As child care programs across Detroit shuttered to slow the spread of the new coronavirus, Carole Williams had no good options.
On the one hand, Williams knew that by shutting down she’d be protecting her own health and the health of the children at Agnes’ Little Angels, the day care center she runs out of her home in Detroit.
On the other, she can’t go without income from her small business for long.
“It’s my only income,” said Williams, who is 58 and has health conditions that put her at high risk if she catches the coronavirus. “It’s terrible. I had a little money saved up, so I’m working on that right now.”
Gov. Gretchen Whitmer made the decision for Williams last week, when she ordered Michiganders not to leave home for work unless they are considered essential employees, a category that includes medical staff and grocery store workers. Most child care centers around the state are now closed, part of an urgent statewide effort to slow the spread of the coronavirus.
The closures pose a danger to the state’s fragile child care ecosystem, especially in Detroit. Advocates worry that the shock of sudden closure will force centers across the city to close permanently. That’s bad news for children whose development depends on getting access to early learning opportunities, and for families who need dependable child care in order to do essential work. An estimated 28,000 children in Detroit don’t have access to quality child care.
“It’s an incredible disruption,” said Matt Gillard, director of the state advocacy group Michigan’s Children. “The road back from this is particularly challenging and fraught for the childcare industry because it is such a fragile position in the best of times.”
Unlike K-12 schools, which are generally completely funded by taxpayers, most child care providers in Michigan operate as private businesses, relying at least in part on tuition from families. If they aren’t open, they can’t earn money.

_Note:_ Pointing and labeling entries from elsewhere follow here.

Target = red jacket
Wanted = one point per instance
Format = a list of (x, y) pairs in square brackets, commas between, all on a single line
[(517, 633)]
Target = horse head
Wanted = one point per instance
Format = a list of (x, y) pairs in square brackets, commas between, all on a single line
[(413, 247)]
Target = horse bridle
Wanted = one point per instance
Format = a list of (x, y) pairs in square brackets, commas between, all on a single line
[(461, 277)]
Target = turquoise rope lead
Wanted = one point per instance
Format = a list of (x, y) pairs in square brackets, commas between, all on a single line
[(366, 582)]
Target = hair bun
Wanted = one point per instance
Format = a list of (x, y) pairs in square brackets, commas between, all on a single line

As large parts of the U.S. economy shut down in response to the COVID-19 outbreak, child care providers across Michigan began sending out distress signals. Of 602 child care providers surveyed by the National Association for the Education of Young Children, 26% said they’d be forced to close their doors without a major government intervention. More than half said they’d already lost money.
Lawmakers and philanthropists have taken emergency steps to help providers in Michigan and nationwide pay their bills and keep their doors open until the outbreak is over.
A $2 trillion spending bill approved by Congress last week includes $3.5 billion in assistance to child care providers, of which Michigan is set to receive roughly $96 million. The state announced Monday that it will also use federal money to offer $600 a month to self-employed workers whose jobs were disrupted by the coronavirus, a category that includes the owners of child care centers.
Philanthropies including the United Way and TechTown are also offering grants that can help private child care centers survive the closure.But child care advocates worry that the aid will be too little and too late for some programs.
“They need to pay them today,” said Camarrah Morgan, a parent and caregiver engagement coordinator for Hope Starts Here, a Detroit-based early childhood initiative. Providers are “scrambling trying to figure out how to get an infusion of cash. Timing matters. That might be a reason programs make it through.”
Williams said she feels confident she’ll be able to reopen.
“It’s going to be a struggle, but I know for sure that I’m going to open back up,” she said.
Other providers in Detroit aren’t so sure.
“I’m praying I can,” said Sheila Wilkerson, 60. Her only income is from her home-based child care center in Detroit. “I’m getting ready to try and pay some bills.”
On Whitmer’s orders, some child care centers across Michigan will soon reopen to care for the children of essential workers. They’ll be paid for that work, but only a small portion of all child care providers will be needed. That prospect is frightening for Felicia Legardy, a child care provider whose sister-in-law was hospitalized with what she believes is COVID-19 over the weekend.
“It seems like I’m living in a nightmare,” Legardy said.
Still, with all 17 child care providers shut down in Brightmoor, Legardy’s neighborhood on the west side of Detroit, she says she told state officials that she’d be willing to reopen. She was concerned that without child care options, children would be left at home.
Nina Hodge, owner of Above and Beyond Learning Center on the city’s east side, said she planned to reopen, but she worried that the COVID-19 outbreak would put an end to recent growth in her business.
Even after the worst of the pandemic is over in Michigan, she said, she would be slow to reopen.
“You had older staff that wouldn’t even go to church,” she said. “I’m not going to make them come in.”